那样的乱日中,战火纷飞,朝野亦是动荡,彼时刚登基的皇帝忙着党同伐异,整顿朝纲,哪里会分出心思关心他母子二人?
她隐约记得,皇帝登基后没有立即立后,也没有接任何妃嫔入宫,而是等第二年开春后迎娶了她的小姨母姚皇后,才充盈后宫。
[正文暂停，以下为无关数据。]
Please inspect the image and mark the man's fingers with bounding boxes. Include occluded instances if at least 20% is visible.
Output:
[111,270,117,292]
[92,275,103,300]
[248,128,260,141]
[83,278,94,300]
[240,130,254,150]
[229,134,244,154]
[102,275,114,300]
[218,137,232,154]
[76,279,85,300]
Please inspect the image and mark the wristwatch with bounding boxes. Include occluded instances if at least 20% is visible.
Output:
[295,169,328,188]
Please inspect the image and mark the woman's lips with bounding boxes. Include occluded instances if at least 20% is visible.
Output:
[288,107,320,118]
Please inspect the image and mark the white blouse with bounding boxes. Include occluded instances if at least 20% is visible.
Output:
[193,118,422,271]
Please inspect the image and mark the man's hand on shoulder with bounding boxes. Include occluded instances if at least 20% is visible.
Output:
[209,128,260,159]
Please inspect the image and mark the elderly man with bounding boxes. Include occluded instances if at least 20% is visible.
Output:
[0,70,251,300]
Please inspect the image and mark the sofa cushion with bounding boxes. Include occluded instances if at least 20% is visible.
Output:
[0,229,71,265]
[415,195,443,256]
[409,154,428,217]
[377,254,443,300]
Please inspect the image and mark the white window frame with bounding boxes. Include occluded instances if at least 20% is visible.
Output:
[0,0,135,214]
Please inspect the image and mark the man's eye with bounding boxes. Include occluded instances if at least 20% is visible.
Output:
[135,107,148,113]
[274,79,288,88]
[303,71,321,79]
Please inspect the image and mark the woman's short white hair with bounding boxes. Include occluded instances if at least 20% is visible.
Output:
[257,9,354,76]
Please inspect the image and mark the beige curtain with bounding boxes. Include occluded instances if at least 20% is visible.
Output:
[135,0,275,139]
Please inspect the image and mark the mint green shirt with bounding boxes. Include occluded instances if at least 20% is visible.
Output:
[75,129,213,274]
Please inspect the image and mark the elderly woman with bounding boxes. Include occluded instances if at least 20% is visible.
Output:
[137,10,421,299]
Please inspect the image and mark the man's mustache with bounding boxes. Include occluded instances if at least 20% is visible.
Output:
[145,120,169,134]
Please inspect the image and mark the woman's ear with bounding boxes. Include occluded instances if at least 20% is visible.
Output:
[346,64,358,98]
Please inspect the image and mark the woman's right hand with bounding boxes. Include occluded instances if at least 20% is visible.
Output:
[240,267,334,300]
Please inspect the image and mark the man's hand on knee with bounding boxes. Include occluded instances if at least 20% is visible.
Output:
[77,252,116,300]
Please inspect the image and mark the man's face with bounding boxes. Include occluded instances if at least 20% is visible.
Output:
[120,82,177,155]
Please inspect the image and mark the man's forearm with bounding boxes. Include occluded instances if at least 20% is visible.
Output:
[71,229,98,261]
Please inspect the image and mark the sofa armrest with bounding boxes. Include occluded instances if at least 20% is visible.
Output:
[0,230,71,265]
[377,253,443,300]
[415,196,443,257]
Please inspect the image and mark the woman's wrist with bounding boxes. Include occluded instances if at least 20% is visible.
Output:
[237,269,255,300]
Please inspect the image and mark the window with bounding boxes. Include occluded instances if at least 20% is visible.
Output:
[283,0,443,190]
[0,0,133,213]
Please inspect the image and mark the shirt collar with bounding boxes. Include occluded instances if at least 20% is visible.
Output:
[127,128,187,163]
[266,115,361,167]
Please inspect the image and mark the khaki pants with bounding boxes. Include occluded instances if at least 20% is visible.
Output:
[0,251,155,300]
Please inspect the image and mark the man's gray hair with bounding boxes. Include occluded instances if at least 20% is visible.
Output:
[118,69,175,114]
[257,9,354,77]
虽然于礼法不合,但当时皇帝下令将宰辅沈晏清满门抄斩,文官群龙无首自保不暇,哪里还有人胆敢置喙。
“是啊,若没有母亲,或许我当年便已不在人世了。
哪里还能与你相识。”
谢明翊语气状若随意,懒懒地将卫姝瑶的乌发绕在手指上。
卫姝瑶心里闷闷地疼起来,抬眼望着他,只能用力握紧他的另一只手。
谢明翊却突兀止住了话头,没有再多言,轻声说:“且先睡会儿吧,到了地方我再唤你起来。”
卫姝瑶的病症只是暂且压制住了,连日奔波又开始疲乏,便依言伏在他膝盖上沉沉睡去。
谢明翊垂着眼凝视了她片刻,慢悠悠掀起帘子,望了一眼安静的小镇。
夜色幽静,对曲州当地百姓来说,这是再平淡不过的一日。
但谢明翊却忽然心底生出慨然。
洛镇,他不是第一次来。
十四年前,这里远没有如今的安宁,食不果腹的人随地可见。
崔嫔将他从长宁宫救出来后,带着他从京城出发一路南下。
起初,还能看见有人躺在残破墙垣下,目光呆滞地啃着手里发霉的粮食。
再往南,走的小路越来越偏僻,活人也越来越少见了。
他闻着沿路腐烂的臭味,看过曝尸荒野的森森白骨,熬过了度日如年的二十七日。
每一日,都让自出生起便钟鸣鼎食的他感到绝望。
崔嫔把干粮小心翼翼地藏着,每日分他一点,自己多半时候是饿着肚子,就这样勉强应付着一直到了曲州。
第二十七日,他们到了洛镇,终于吃光了所有干粮。
数九寒天,谢明翊染了风寒,腿上本来已经愈合的伤势忽地又恶化了。
崔嫔也备受饥饿折磨,浑身无力。
她撑着最后的力气,抱着瘦弱的幼童,蹒跚而行,沿路问询,问有没有人能救救她的孩子。
他就缩在她怀里,睁着漆黑的眼眸,空洞地望她,不哭也不喊疼。
崔嫔抱着他去曲州城里,眼里含着怆然,不住地低声恳求:“救救他,他不能死,他还那么小,救救他……”
可沿路行人自顾不暇,无人多看她半眼。
冬日太冷了,她拖着疲惫的身子,双臂冻得僵硬,快要抱不动他。
大雪飘飞,崔嫔深一脚浅一脚踩在雪里,朝着城里最破败的医馆踽踽行去。
“你以后不能姓谢了,该叫你什么?”
她望着黑沉沉的乌云,喃喃叹气,“你母亲给你取的名字叫晟儿,真好听啊……可我没什么学识,我没念过书。”
“这么冷的天,若能有太阳就好了。”
她衣衫褴褛,望着他的目光却慈祥温柔。
“不如,以后就叫你奕儿。”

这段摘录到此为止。